According to newly released volumes figures from Container Trades Statistics (CTS), eastbound trade from the Far East saw 1.7m teu shipped in May, some 300,000 teu less than the 2m teu shipped in May 2024.

It was also around 50,000 teu less than in April this year, which itself showed an 8.2% year-on-year decline over April 2024. However, it is likely that around half the volumes shipped during April 2025 had been loaded on vessels before the tariffs were announced.

CTS data also reveals that transpacific carriers hoping for rapid freight rate rise on the basis of front-loading may have been disappointed. While spot rate indices did grow during the month – the Shanghai-LA component of Drewry’s World Container Index beginning May at $2,590 per 40ft and ending it at $3,736, rise of 44% – the CTS price index for the route, which records both spot and contract rates, grew by a much more modest 5.6%.

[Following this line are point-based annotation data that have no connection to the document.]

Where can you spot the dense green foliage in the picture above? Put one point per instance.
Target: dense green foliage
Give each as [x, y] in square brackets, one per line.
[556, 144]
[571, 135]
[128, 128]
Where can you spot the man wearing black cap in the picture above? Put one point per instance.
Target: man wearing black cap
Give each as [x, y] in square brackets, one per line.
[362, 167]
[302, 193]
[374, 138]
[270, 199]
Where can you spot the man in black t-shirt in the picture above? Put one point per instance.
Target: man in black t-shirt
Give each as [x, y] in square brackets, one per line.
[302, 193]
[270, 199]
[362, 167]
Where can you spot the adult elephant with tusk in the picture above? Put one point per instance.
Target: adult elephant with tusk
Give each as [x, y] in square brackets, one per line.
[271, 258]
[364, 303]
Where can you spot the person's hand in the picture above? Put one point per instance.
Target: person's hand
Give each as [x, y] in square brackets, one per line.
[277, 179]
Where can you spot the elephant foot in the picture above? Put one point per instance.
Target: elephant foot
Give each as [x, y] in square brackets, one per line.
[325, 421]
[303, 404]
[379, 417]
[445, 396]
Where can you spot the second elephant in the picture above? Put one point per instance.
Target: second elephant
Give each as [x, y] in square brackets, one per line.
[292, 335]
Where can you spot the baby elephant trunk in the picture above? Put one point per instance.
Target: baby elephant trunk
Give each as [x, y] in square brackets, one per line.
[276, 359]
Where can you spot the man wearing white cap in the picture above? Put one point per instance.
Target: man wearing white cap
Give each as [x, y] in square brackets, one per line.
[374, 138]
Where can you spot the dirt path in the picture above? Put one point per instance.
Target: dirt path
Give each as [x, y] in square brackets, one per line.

Overall, US imports in May on all trades showed a 9% year-on-year decline, although CTS also noted that US imports over the first five months of the year were up 2%, year on year.

Indeed, this year the transatlantic westbound headhaul volumes from Europe to North America have behaved in almost the reverse of the transpacific – marginal year-on-year volume declines in January and February, while March, April and May recorded 7.5%, 3.7%, and 1.3% increases, respectively.

And the double-digit drop in eastbound transpacific volumes was in marked contrast to global volumes, which continue to break all records.

CTS said: “As we approached the halfway point of 2025, global volumes had once again broken records, with May lifting a staggering 16.34m teu —surpassing the previous record of 16.31m teu set in March 2025. This marks a 4.9% increase from April, which had seen a slight drop from March, and a 1.8% rise compared with May 2024.

“While May is traditionally a strong month for volumes, the continued economic uncertainties and tariff changes make this new record particularly surprising, defying earlier predictions of a volume decline,” it added.

The Far East-Europe trades continued to show their surprising strength in May, with headhaul volume of 1.81m teu – a 16.1% year-on-year increase and also a record-breaker – “suggesting that Europe is compensating for the reduced cargo flow to North America”.

European imports on all trades grew 10% year on year, recording 3.4m teu in May. In terms of import growth, Europe was followed by Indian Sub-Continent & Middle East, and Sub-Saharan Africa, which both saw imports up 9% year on year, indicating that trade continues to diversify in the wake of tariff effects, as the year-to-date performance of these north-south trades continues to impress.

CTS commented: “As we move further into 2025, global trade patterns continue to evolve. Despite economic uncertainties, certain ‘smaller’ trades, such as those in Sub-Saharan Africa, have seen significant growth, with imports up 19% year to date. Global volumes are continuing the upward trend witnessed in 2024, with a 4.3% increase over the first five months of 2024.

“However, the key question remains, ‘when will volumes begin to decline due to the ongoing economic shifts, and what impact will tariffs have on global trade?’

“As we monitor these developments, it’s clear that the landscape of global trade continues to shift in unexpected ways.”